5. Cada participante deve contar ao grupo o que realizou nesses dez anos, como está em sua vida pessoal e profissional, o que conseguiu, como se sente.

6. Quando todos tiverem falado de si, pedir que fechem novamente os olhos e se recordem de como eram dez anos atrás. O facilitador diz a data do dia e do ano atual, trazendo-os de volta.

7. Abrir os olhos e reencontrar-se no presente.

8. Plenário - discutir os seguintes pontos:
- É difícil imaginar o futuro? Por quê?
- O que mais lhe chamou a atenção em você mesmo e/ou nos demais?
- O que é preciso para realizar seus sonhos?
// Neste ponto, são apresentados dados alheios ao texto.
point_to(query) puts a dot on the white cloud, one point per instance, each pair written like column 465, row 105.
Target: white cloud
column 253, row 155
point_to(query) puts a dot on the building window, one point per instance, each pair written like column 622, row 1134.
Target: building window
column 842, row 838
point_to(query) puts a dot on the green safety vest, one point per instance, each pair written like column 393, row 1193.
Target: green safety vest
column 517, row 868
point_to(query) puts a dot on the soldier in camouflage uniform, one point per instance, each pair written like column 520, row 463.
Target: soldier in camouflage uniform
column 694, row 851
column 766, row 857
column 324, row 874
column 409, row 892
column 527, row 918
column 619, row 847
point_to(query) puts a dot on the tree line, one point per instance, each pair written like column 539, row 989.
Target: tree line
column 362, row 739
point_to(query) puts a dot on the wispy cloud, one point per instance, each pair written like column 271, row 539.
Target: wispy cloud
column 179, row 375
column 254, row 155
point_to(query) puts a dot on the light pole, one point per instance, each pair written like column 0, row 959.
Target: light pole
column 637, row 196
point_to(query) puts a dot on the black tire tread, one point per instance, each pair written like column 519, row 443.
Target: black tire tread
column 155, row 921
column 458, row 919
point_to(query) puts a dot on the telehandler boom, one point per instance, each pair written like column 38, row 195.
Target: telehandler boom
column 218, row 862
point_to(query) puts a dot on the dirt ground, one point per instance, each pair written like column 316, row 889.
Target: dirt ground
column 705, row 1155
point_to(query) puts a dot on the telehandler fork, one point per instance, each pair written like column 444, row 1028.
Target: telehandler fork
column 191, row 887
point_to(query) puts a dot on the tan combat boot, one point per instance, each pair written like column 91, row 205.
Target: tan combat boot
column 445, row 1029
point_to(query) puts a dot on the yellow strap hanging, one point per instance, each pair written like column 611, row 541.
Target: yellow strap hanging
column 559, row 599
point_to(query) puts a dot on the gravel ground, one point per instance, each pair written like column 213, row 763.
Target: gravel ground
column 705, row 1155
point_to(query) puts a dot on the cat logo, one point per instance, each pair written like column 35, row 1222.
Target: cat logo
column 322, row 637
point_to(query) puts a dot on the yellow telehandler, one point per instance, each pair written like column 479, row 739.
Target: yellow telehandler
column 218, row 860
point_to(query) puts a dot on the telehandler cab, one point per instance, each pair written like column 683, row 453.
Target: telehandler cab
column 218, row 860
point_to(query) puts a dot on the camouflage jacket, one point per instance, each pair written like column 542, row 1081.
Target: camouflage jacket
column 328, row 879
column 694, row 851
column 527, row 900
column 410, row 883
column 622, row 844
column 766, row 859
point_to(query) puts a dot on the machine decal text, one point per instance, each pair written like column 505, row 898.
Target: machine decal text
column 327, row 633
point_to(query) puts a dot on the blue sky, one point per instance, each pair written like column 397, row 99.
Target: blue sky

O que você pode fazer agora para que esses sonhos se transformem em realidade?

9. Fechamento: o facilitador pontua para o grupo que as escolhas que fazemos no presente são orientadas pela visão de futuro que projetamos para nós mesmos.

TEXTO REFLEXIVO - 1º DIA DE AULA

 A vaquinha.

Um mestre passeava por uma floresta com seu fiel discípulo, quando avistou ao longe um sítio de aparência pobre e resolveu fazer uma breve visita.
Durante o percurso ele falou ao aprendiz sobre a importância das visitas e as oportunidades de aprendizado que temos, também com as pessoas que mal conhecemos.
Chegando ao sítio constatou a pobreza do lugar: sem calçamento, casa de madeira, os moradores, um casal e três filhos, vestidos com roupas rasgadas e sujas.
 Então se aproximou do senhor, aparentemente o pai daquela família, e perguntou: "Neste lugar não há sinais de pontos de comércio e de trabalho. Como o senhor e a sua família sobrevivem aqui?"
E o homem calmamente respondeu: "Meu amigo, nós temos uma vaquinha que nos dá vários litros de leite todos os dias. Uma parte desse produto nós vendemos ou trocamos na cidade vizinha por outros gêneros alimentícios e a outra parte nós produzimos queijo e coalhada para o nosso consumo e assim vamos sobrevivendo."
O sábio agradeceu pela informação, contemplou o lugar por uns momentos, depois se despediu e foi embora. No meio do caminho, voltou ao seu fiel discípulo e ordenou: Pegue a vaquinha, leve-a ao precipício e empurre-a, jogue-a lá embaixo."O jovem arregalou os olhos espantado e questionou o mestre sobre o fato de a vaquinha ser o único meio de sobrevivência daquela família, mas, como percebeu o silêncio absoluto do seu mestre, foi cumprir a ordem. Assim, empurrou a vaquinha morro abaixo .
Aquela cena ficou marcada na memória daquele jovem durante alguns anos, até que, um belo dia, ele resolveu largar tudo o que havia aprendido e voltar àquele mesmo lugar e contar tudo àquela família, pedir perdão e ajudá-los. E assim o fez.
Quando se aproximava do local, avistou um sítio muito bonito, com árvores floridas, todo murado, com carro na garagem e algumas crianças brincando no jardim. Ficou triste e desesperado, imaginando que aquela humilde família tivera que vender o sítio para sobreviver. Apertou o passo e, chegando lá, foi logo recebido por um caseiro muito simpático e perguntou sobre a família que ali morava há uns quatro anos. O caseiro respondeu: "Continuam morando aqui."
Espantado, o discípulo entrou correndo na casa e viu que era mesmo a família que visitara antes com o mestre. Elogiou o local e perguntou ao senhor (o dono da vaquinha):
"Como o senhor melhorou este sítio e está tão bem de vida? "
E o homem, entusiasmado, respondeu: "Nós tínhamos uma vaquinha que caiu no precipício e morreu. Daí em diante, tivemos que fazer outras coisas e desenvolver habilidades que nem sabíamos que podíamos, assim alcançamos o sucesso que seus olhos vislumbram agora!"